Researchers have been struggling for years to find a treatment for patients who have a recurrence of acute myeloid leukemia (AML), an aggressive blood cancer that is one of the most lethal cancers. About 19,520 news cases are diagnosed a year, and about 10,670 people a year die from it, according to the American Cancer Society.
Purdue University researchers are developing a series of drug compounds that have shown promise in treating such cases. About 30 percent of AML patients have a mutation caused by a kinase called FLT3, which makes the leukemia more aggressive. Inhibitors of FLT3, such as Radapt, approved last year by the U.S. Food and Drug Administration, have shown good initial response to treating leukemia. Gilteritinib, another FLT3 inhibitor, was recently approved toward the end of 2018. But AML patients on FLT3 inhibitor therapy often relapse because of secondary mutations in the FLT3 and existing treatments have not been fully successful in treating those cases.
Researchers on a team led by Herman O. Sintim, the Drug Discovery Professor of Chemistry in Purdue’s Department of Chemistry, say they have developed a series of compounds that work not only on AML with common FLT3 mutation, but also drug-resistant AML harboring problematic mutations, such as the gatekeeper F691L mutation, which some leukemia patients who relapse harbor.
“These compounds have a great potential to be the next-generation AML therapeutics for relapsed patients who no longer respond to first- or second-generation FLT3 inhibitors,” Sintim said.
The results of the study were published Friday in the journal EBioMedicine.
The research aligns with Purdue’s Giant Leaps celebration, recognizing the university’s global advancements made in health, longevity and quality of life as part of Purdue’s 150th anniversary. This is one of the four themes of the yearlong celebration’s Ideas Festival, designed to showcase Purdue as an intellectual center solving real-world issues.
Results of the study are encouraging because, while advancements have been made in many other forms of cancer over the past three decades, advancement for AML has been slow.

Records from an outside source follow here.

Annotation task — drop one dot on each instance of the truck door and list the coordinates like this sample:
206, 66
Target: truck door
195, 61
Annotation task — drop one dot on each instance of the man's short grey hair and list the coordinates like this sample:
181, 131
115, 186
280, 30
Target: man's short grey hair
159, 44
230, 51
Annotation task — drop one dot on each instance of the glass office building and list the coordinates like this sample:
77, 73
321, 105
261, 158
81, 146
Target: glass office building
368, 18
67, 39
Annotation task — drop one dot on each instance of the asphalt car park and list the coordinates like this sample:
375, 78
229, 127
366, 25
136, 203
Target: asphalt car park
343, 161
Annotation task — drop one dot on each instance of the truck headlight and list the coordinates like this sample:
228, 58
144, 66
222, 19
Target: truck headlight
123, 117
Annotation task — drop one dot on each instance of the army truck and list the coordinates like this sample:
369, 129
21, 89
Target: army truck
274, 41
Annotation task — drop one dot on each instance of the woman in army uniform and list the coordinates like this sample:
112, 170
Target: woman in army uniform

AML, which accounts for only about 1 percent of all cancers, occurs when blood cells fail to mature or differentiate and multiply unchecked, causing a lack of adequate oxygen-carrying red blood cells. AML is uncommon before the age of 45, but it does occur in children. The five-year survival rate is about 30 percent, and for patients over the age of 65, the five-year survival rate is less than 10 percent.
The compounds the Purdue researchers are studying, alkynyl aminoisoquinoline and alkynyl napthyridine, have been successful in preclinical studies, Sintim said. “In mouse studies, almost no leukemia burden was visible after compound treatment for only a few weeks. Crucially this new class of FLT3 inhibitor also works against drug-resistant secondary mutations, such as the problematic F691L mutatio,” Sintim said.
In the clinic, the goal is to reduce leukemia levels enough so that a patient can undergo a bone marrow transplant. Most often if the leukemia burden is not drastically reduced before bone marrow transplant, there is a high likelihood that the AML will return.
Sintim said the compounds the researchers are developing have shown no signs of toxicity. Observations in clinical testing show that high doses of the compounds result in no weight loss, irritability or essential organs dysfunction. Another advantage of the compounds the Purdue researchers are developing is they can be taken orally, which makes it easier for patients to take at home compared with an injection.
Sintim said there’s much still to be learned about AML.
“Acute myeloid leukemia is not caused by only one mutation. It’s caused by many mutations. What that means is that you might have an acute myeloid leukemia patient who would have one type of a mutation and you could have another one with another type of mutation and you cannot give them the same drug. Even when a patient initially presents with one type of mutation, during treatment a new mutation could emerge” he said. “So to effectively treat a cancer you need to know what the aligning mutation is, this is what is called precision medicine; tailoring a drug to a particular disease driver.”